Baking with your eggs

trifecta

Songster
7 Years
Mar 20, 2012
172
12
104
Laidley, QLD, Australia
Hi Everyone!

So, I kept 2 black broiler hens and 4 cornish that were destined for my freezer (and technically still are!).... well lo and behold, a few of them are now laying and I've gotten about a dozen eggs this week!

My question is, do you find if you use your fresh eggs for baking that you need to adjust the recipie at all? I've eaten a few of them for breakfast and they have a gorgeous, orange yolk.... and I think they're about medium size. I put them in a carton next to store bought eggs and they look about the same to me (not noticably smaller). I don't have an egg scale.

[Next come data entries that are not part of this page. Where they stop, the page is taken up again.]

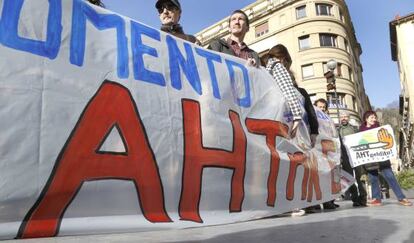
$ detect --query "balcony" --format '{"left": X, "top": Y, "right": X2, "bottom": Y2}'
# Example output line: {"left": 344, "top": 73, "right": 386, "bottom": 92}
{"left": 328, "top": 103, "right": 347, "bottom": 109}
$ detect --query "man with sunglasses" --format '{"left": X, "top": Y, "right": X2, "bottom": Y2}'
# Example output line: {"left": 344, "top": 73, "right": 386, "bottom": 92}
{"left": 155, "top": 0, "right": 200, "bottom": 44}
{"left": 208, "top": 10, "right": 259, "bottom": 67}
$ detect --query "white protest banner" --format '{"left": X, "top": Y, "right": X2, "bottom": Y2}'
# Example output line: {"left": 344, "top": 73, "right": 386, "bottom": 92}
{"left": 343, "top": 125, "right": 397, "bottom": 168}
{"left": 0, "top": 0, "right": 341, "bottom": 239}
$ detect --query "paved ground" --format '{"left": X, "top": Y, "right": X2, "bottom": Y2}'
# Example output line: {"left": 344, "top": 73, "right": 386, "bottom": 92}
{"left": 5, "top": 200, "right": 414, "bottom": 243}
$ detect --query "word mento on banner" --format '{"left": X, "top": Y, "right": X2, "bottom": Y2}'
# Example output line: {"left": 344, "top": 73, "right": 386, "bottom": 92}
{"left": 343, "top": 125, "right": 397, "bottom": 168}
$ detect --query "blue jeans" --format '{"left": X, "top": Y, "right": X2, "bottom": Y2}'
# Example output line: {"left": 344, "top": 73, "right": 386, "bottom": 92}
{"left": 368, "top": 167, "right": 406, "bottom": 200}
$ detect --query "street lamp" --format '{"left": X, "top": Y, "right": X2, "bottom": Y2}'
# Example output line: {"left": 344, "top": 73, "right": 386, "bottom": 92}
{"left": 324, "top": 59, "right": 340, "bottom": 124}
{"left": 327, "top": 59, "right": 337, "bottom": 72}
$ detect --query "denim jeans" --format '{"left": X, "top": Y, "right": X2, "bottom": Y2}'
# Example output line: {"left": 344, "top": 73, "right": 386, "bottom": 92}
{"left": 368, "top": 167, "right": 406, "bottom": 200}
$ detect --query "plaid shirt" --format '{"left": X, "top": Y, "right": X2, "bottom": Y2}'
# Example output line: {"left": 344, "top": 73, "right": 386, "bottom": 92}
{"left": 227, "top": 38, "right": 252, "bottom": 60}
{"left": 266, "top": 58, "right": 302, "bottom": 120}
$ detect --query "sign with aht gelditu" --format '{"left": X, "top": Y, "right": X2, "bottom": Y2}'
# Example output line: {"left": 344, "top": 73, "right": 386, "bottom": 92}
{"left": 343, "top": 125, "right": 397, "bottom": 168}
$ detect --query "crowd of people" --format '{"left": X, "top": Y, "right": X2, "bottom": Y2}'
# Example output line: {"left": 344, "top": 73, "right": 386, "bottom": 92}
{"left": 87, "top": 0, "right": 412, "bottom": 212}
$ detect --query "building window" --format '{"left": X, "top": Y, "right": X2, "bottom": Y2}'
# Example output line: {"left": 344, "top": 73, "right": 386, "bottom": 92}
{"left": 296, "top": 5, "right": 307, "bottom": 19}
{"left": 337, "top": 63, "right": 342, "bottom": 77}
{"left": 339, "top": 9, "right": 345, "bottom": 22}
{"left": 298, "top": 35, "right": 310, "bottom": 50}
{"left": 322, "top": 62, "right": 328, "bottom": 74}
{"left": 316, "top": 3, "right": 332, "bottom": 16}
{"left": 327, "top": 93, "right": 346, "bottom": 108}
{"left": 348, "top": 67, "right": 353, "bottom": 81}
{"left": 344, "top": 39, "right": 349, "bottom": 52}
{"left": 353, "top": 96, "right": 358, "bottom": 112}
{"left": 255, "top": 22, "right": 269, "bottom": 38}
{"left": 319, "top": 33, "right": 337, "bottom": 47}
{"left": 302, "top": 64, "right": 314, "bottom": 79}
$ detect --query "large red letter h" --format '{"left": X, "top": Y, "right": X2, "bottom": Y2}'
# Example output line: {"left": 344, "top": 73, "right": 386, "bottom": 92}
{"left": 179, "top": 99, "right": 247, "bottom": 223}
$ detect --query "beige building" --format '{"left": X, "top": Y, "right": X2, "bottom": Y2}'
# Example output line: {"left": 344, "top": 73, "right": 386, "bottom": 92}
{"left": 196, "top": 0, "right": 371, "bottom": 125}
{"left": 390, "top": 13, "right": 414, "bottom": 168}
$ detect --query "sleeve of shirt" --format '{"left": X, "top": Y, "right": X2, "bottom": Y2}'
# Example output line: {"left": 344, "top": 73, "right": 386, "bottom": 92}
{"left": 270, "top": 62, "right": 303, "bottom": 120}
{"left": 207, "top": 39, "right": 220, "bottom": 52}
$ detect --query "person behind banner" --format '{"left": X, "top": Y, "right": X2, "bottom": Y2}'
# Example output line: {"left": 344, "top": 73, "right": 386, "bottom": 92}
{"left": 155, "top": 0, "right": 200, "bottom": 44}
{"left": 360, "top": 110, "right": 412, "bottom": 207}
{"left": 339, "top": 111, "right": 367, "bottom": 207}
{"left": 208, "top": 10, "right": 260, "bottom": 67}
{"left": 314, "top": 98, "right": 328, "bottom": 114}
{"left": 260, "top": 44, "right": 306, "bottom": 139}
{"left": 260, "top": 44, "right": 320, "bottom": 215}
{"left": 313, "top": 98, "right": 340, "bottom": 209}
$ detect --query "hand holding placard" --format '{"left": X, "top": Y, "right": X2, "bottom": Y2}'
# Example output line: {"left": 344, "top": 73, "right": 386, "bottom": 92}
{"left": 377, "top": 128, "right": 393, "bottom": 149}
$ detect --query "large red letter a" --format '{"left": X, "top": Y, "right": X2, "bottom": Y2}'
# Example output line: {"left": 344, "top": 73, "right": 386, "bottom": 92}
{"left": 18, "top": 81, "right": 171, "bottom": 239}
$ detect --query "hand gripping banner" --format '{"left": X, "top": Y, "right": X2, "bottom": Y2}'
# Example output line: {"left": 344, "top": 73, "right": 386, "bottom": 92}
{"left": 0, "top": 0, "right": 341, "bottom": 239}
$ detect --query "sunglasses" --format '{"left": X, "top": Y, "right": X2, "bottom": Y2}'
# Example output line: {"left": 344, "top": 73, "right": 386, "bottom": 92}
{"left": 157, "top": 3, "right": 179, "bottom": 14}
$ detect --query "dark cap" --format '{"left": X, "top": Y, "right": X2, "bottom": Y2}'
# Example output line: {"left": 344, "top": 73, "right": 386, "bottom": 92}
{"left": 156, "top": 0, "right": 181, "bottom": 11}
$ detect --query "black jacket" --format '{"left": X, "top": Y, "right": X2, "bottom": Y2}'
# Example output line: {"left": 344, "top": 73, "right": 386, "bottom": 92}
{"left": 296, "top": 87, "right": 318, "bottom": 135}
{"left": 207, "top": 38, "right": 260, "bottom": 65}
{"left": 161, "top": 24, "right": 200, "bottom": 44}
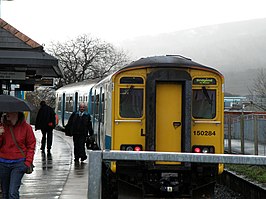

I'm just curious if anyone really worries about the egg size with baking.
 
For most recipes that call for one or two eggs, it's not likely to be significant, certainly not for cookies and such. Recipes usually assume large eggs, so if you usually bake with medium, you're skimping a bit anyway. I don't think I'd add an extra egg to make up the difference unless the recipe called for 6 eggs or more, if then.
 
I just eyeball it. If I've got really small pullet eggs I might throw another one in, depending on what I'm baking. With quick breads, cakes, brownies I often "round up" so to speak on the eggs and add more. What's fun is when you have bantam eggs.......how many equals one regular egg?
 
I actually found a chart online that went through egg conversion sizes after I started looking. I have no idea how big a bantam egg is (small?) but basically it sounds like unless I"m baking in a large quantity that I dont need to worry between swapping medium for large eggs. Someone pointed out that since no 2 eggs are exactly alike, there's always some degree of variability anyway (DUH!!!! why didn't I think of that sooner!!!)
 
The difference is that you might notice that your baked goods are better when made with home raised eggs.

A little extra egg never hurts a baked good. I use my jumbo duck eggs 1 for one substitution for large chicken eggs in recipes and it has never caused any problems. I even use them for custards where you might assume that proportion was critical, but the custard came out just fine (and super rich)
 
If you are really worried about it, or trying to cook with bantam sized eggs, just use a liquid measuring cup.
A large egg is a 1/4 cup.

When you use egg substitute (yuck), you use 1/4 cup for each egg.
When making a 2 egg omlet the Weight Watchers way - you use one egg and 1/4 cup of egg whites (lower fat content, but still real egg taste).